Did you ever have someone in your life who took it upon themselves to know what was good for you all the time? I’ve had about 10 of these people over my nearly 40 years come into my life. Roommates, friends, bosses, teachers, spiritual directors, many of them well-meaning people in their own right, but many who would tear you down in an instant just to make a point about what they think is good for you. They will all too easily know what the answers for you are, but don’t really lift a finger to help you in your deep need for assistance.
For they preach but they do not practice.

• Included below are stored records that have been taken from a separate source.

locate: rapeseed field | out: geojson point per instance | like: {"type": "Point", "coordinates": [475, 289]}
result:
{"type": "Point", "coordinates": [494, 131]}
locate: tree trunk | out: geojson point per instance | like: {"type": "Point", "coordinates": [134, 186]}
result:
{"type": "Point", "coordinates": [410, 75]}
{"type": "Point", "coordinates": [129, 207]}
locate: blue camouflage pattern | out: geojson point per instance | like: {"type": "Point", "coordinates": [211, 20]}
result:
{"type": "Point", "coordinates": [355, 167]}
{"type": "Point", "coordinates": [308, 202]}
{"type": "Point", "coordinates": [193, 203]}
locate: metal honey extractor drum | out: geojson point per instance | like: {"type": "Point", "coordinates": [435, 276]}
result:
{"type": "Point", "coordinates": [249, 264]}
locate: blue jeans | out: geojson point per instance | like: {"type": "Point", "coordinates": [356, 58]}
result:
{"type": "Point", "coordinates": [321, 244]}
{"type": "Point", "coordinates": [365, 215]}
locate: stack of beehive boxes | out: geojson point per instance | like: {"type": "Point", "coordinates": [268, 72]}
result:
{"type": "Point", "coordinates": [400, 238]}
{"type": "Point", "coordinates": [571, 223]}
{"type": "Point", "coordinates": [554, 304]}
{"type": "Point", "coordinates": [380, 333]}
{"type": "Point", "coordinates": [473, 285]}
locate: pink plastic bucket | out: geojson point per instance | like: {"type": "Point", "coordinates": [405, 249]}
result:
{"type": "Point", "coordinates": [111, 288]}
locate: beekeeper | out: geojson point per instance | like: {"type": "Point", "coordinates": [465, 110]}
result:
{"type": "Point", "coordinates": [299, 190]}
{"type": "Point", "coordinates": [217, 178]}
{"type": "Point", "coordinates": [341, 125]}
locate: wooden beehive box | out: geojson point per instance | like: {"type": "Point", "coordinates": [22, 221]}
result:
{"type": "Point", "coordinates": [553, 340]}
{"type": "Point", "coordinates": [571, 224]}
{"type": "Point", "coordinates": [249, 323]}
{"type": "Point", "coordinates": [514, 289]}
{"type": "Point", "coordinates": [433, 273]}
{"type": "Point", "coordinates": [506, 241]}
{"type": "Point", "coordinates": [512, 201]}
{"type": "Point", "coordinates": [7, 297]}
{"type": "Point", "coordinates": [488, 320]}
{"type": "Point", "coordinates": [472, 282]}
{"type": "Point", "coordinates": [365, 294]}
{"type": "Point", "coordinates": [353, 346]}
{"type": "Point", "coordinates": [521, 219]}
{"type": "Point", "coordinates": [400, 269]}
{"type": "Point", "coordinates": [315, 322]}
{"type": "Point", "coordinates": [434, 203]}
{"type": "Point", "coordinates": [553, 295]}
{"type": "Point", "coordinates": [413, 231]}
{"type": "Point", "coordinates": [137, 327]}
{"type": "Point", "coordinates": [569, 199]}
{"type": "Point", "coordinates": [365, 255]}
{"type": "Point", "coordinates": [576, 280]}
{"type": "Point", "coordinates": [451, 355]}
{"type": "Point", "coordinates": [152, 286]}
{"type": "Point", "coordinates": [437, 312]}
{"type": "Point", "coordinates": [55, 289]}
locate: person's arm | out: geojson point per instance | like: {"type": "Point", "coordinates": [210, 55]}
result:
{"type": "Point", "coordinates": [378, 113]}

They tie up heavy burdens hard to carry
and lay them on people’s shoulders,
but they will not lift a finger to move them. — MT 23:6-10
Dorothy Day often remarked that if you are going to work with the homeless be prepared to work with some very difficult people. My mission trip crew often had to be restrained from acting like “the Americans who clearly knew better” than what they considered the more inferior local clientele (quite often they were very humbled by the simplest of tasks for the Nicaraguans).
Jesus is saying the same thing here. That it’s quite easy to tell someone that you know exactly what they should do instead of lifting a finger to suffer along with someone else and do some hard work that needs to be done.
We talk often about many who are “lost causes” in our society. These are people that we outside to the dregs of society, the kind of people that elegant people wouldn’t be caught dead with in the same neighborhood. At best, I might be able to throw some money at them and pity them, but I really don’t often really give any kind of care for these people. Most of us probably don’t.
I can’t recall the last time I learned the name of a homeless person, or listened to their story.
I’m apt to think if someone checks off that they’ve been arrested that they are probably someone i shouldn’t hire.
As the elderly get less “productive” do I ever really think beyond their career achievements to their personhood and wisdom?
Do I just forget about people that I don’t really HAVE to care about at all?
I’m embarrassed to say that I do.
And that I know what’s good for them, but wouldn’t dare move forward to help them really get some clothes on their back, food in their mouths, roofs over their heads…maybe even my own roof over their heads.
I pre-judge people without hearing who they are and what the circumstances are that have led them to where they are now.
And that right there, that breaking of a relationship with humanity, that is what we call sin.
And Jesus is all too familiar with seeing it from the religious leaders of his day.
I am not a better Pharisee nor scribe. These have been issues for all people to deal with and nobody has yet to stop the cycle of poverty that too often doesn’t get us angry, embittered or sad enough for others.
Today, may we continue to follow the example of Ruth who we mentioned yesterday and is mentioned again in our first reading. May we bless another with our time and efforts. May we challenge ourselves to become one with those that suffer and to move others to help us care and protect all those who are in need of protection and care.